One of the most important tasks in CERMINE's workflow is assigning roles to the document's fragments, which is done by zone classifiers. Zone classifiers are the heart of the system and along with the page segmenter have the strongest impact on the classification results.
A zone is a consistent fragment of the document's text, geometrically separated from surrounding elements and not divided into columns. CERMINE has three zone classifiers: category classifier assigns general categories (metadata, body, references and other) to zones, metadata classifier labels metadata zones with specific metadata classes, and body classifier filters out framents like tables, images and labels from the full text.
The classifiers analyze zones represented as vectors of features, which are computed from the text content of a zone, zones sequence-related information, text formatting and geometric information (dimensions, distance, position). In general the features reflect both the text content of a zone and the way the text is displayed in a PDF file.

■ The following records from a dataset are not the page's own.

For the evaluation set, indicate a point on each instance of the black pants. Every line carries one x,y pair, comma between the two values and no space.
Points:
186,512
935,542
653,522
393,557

Both classifiers are based on Support Vector Machines, and CERMINE's SVM implementation uses LibSVM library. CERMINE contains the classifiers code, default models, and also tools for training new models.
A document set, the can be used for training and testing the classifiers using CERMINE tools, needs to store documents as TrueViz files. TrueViz is an XML-based format that allows to represent the document as a geometric hierarchical structure containing on consecutive levels: pages, zones, lines, words and characters. TrueViz allows to preserve the information about the text content of all the elements, the coordinates of the elements on their pages, the order in which the elements should be read and also zone labels.
TrueViz files can be viewed and edited manually with the use of SegmEdit tool. SegmEdit reads the document's PDF file and displays its content. The hierarchical structure obtained from the corresponding TrueViz file is displayed in the form of rectangles on top of the PDF's image. The user can edit the structure, regroup elements or modify zone labels.
The main document dataset used in CERMINE is GROTOAP2. The dataset contains 13,210 TrueViz documents based on publications from PubMed Central Open Access Subset. A set of about 2,5k documents from GROTOAP2 was used to train CERMINE's default models for all zone classifiers.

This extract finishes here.